Section 3.8.1 of the book introduces the method proposed by Pinkas-Schneider-Segev-Zohner (PSSZ) in 2015, which also uses OPRF to create PSI.

(Please read the previous article first)

Cuckoo Hashing

Cuckoo hashing was initially proposed by Pagh and Rodler in 2004. It uses two hash functions.

PSSZ uses a modified version by Kirsch-Mitzenmacher-Wieder (KMW) from 2009. PSSZ uses three hash functions and includes a stash.

The basic idea is:

We have n items that we want to place into b bins. Each bin can only hold 1 item.
There’s also a stash of size s to handle items that are difficult to place in bins.
There are hash functions h1, h2, h3 that map items to bins.

When an item x arrives, its possible positions are: bins h1(x), h2(x), h3(x), and the stash. It won’t be in any other place.
We prioritize checking if there’s an empty spot in the three hashed bins. If there’s an empty spot, we place it there.
If there’s no empty spot, we randomly kick out an item from one of these three positions and place the new item in that spot.
The kicked-out item then repeats the above process.
If too many iterations occur without finding an empty spot, KMW’s version will put the item in the stash. (Previous versions without a stash would handle this problem with more expensive rehashing)

Usually, the stash is a constant-size area.
The stash can also become full. (failure)
KMW’s Theorem 2.1 claims that the probability of the stash being full is less than O(n^(-s)). If the stash is large enough, this probability becomes very small.

PSI

Assume the Receiver has placed their Y into bins and stash, filling empty spots with dummies.

The difference from the previously introduced method is that now each position uses a different key to calculate PRF / OPRF. Let’s call this function F.

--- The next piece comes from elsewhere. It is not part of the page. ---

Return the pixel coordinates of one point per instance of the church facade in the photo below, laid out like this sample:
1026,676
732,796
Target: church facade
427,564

First, the Receiver calculates OPRF F with the Sender using the item y at the corresponding position.

The Sender doesn’t perform complete Cuckoo hashing, but instead follows the property: “Possible positions are: bins h1(x), h2(x), h3(x), and the stash. It won’t be anywhere else.”

So the Sender calculates PRF F for x using the keys of the three possible bin positions, and also calculates PRF F for x for each position in the stash.
Then all these values are sent to the Receiver for comparison.
If the hash values are the same, it means the item exists on both sides. (Assuming there are no false positives caused by collisions from different keys)

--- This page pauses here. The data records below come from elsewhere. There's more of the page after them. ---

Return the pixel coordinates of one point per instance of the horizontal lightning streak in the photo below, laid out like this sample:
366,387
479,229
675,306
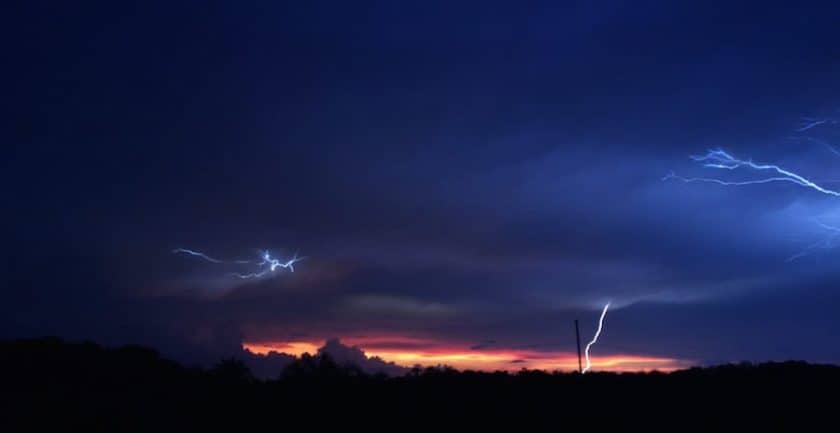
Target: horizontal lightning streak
719,159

For example, suppose there’s an item with a value of 42.
h1(42) = 10
h2(42) = 20
h3(42) = 30
The stash has 2 positions.

Assume 42 is placed at position 20 on the Receiver’s side.

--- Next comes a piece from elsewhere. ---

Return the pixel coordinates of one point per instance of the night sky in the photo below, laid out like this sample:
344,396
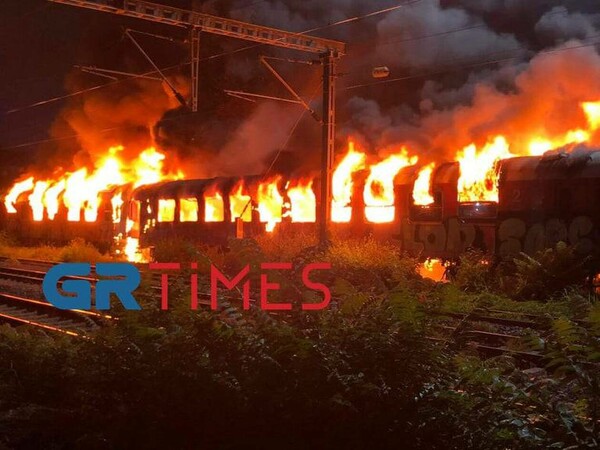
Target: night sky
427,42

If the Sender also has 42, then the Sender will send

F(key10, 42)
F(key20, 42)
F(key30, 42)
F(keyStash1, 42)
F(keyStash2, 42)

These 5 values are sent to the Receiver.

When the Receiver calculates the OPRF for each bin and stash, it will calculate F(key20, 42), so the Receiver knows that 42 is an item that exists on both sides.

More efficient OPRF from 1-out-of-∞ OT

The main cost of the PSI approach described above is still in the OPRF.

TODO: In the book, Kolesnikov et al. proposed a more efficient OPRF method in 2016, which makes the entire PSI more efficient. However, I haven’t fully understood this part yet.